You need to find the true ontology, find the true morality, and win the intelligence race. For example, if your Friendly AI was to be an expected utility maximizer, it would need to model the world correctly ("true ontology"), value the world correctly ("true morality"), and it would need to outsmart its opponents ("win the intelligence race").

Is there one "true" ontology/morality? Most likely there are many, leading in different directions, not necessarily easy to rank based on our current morality.

Personally, I am not overly worried that SI will produce anything resembling a working AGI, let alone a self-improving one, on any kind of reasonable time frame, and there is little cause for concern at this point, and definitely no rush to fix any deep conceptual issues you think SI might have.

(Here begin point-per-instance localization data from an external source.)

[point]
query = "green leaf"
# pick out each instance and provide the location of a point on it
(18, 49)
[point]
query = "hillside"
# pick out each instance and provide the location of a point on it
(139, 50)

The best outcome one can hope for is that the SI research will produce some interesting results and gets a certain amount of respect from the CS/AI crowd in general. Formulating and proving a theorem or two could be one of those results. Maybe an insight into machine learning.

I am not at all concerned that they would lock a "wrong" epistemology (MWI/Tegmark, whatever) into a self-improving AGI, partly because I think that algorithms for unnecessarily complicated models will be simplified, either externally by the programmers or internally by the machine, into something that better reflects the interaction with the external world.

A more likely outcome is that they hit an unexpected road block fairly quickly, one that makes them go back to the drawing board and reevaluate the basics.

Comment author: Mitchell_Porter 10 August 2012 02:22:55AM 0 points [-]

To the end of what? The sequence? Or the humanity as we know it?

The end of SI's mission, in success, failure, or change of paradigm.

Is there one "true" ontology/morality?

There's one reality so all "true ontologies" ought to be specializations of the same truth. One true morality is a shakier proposition, given that morality is the judgment of an agent and there's more than one agent. It's not even clear that just picking out the moral component of the human decision procedure is enough for SI's purposes. What FAI research is really after is "decision procedure that a sober-minded and fully-informed human being would prefer to be employed by an AGI".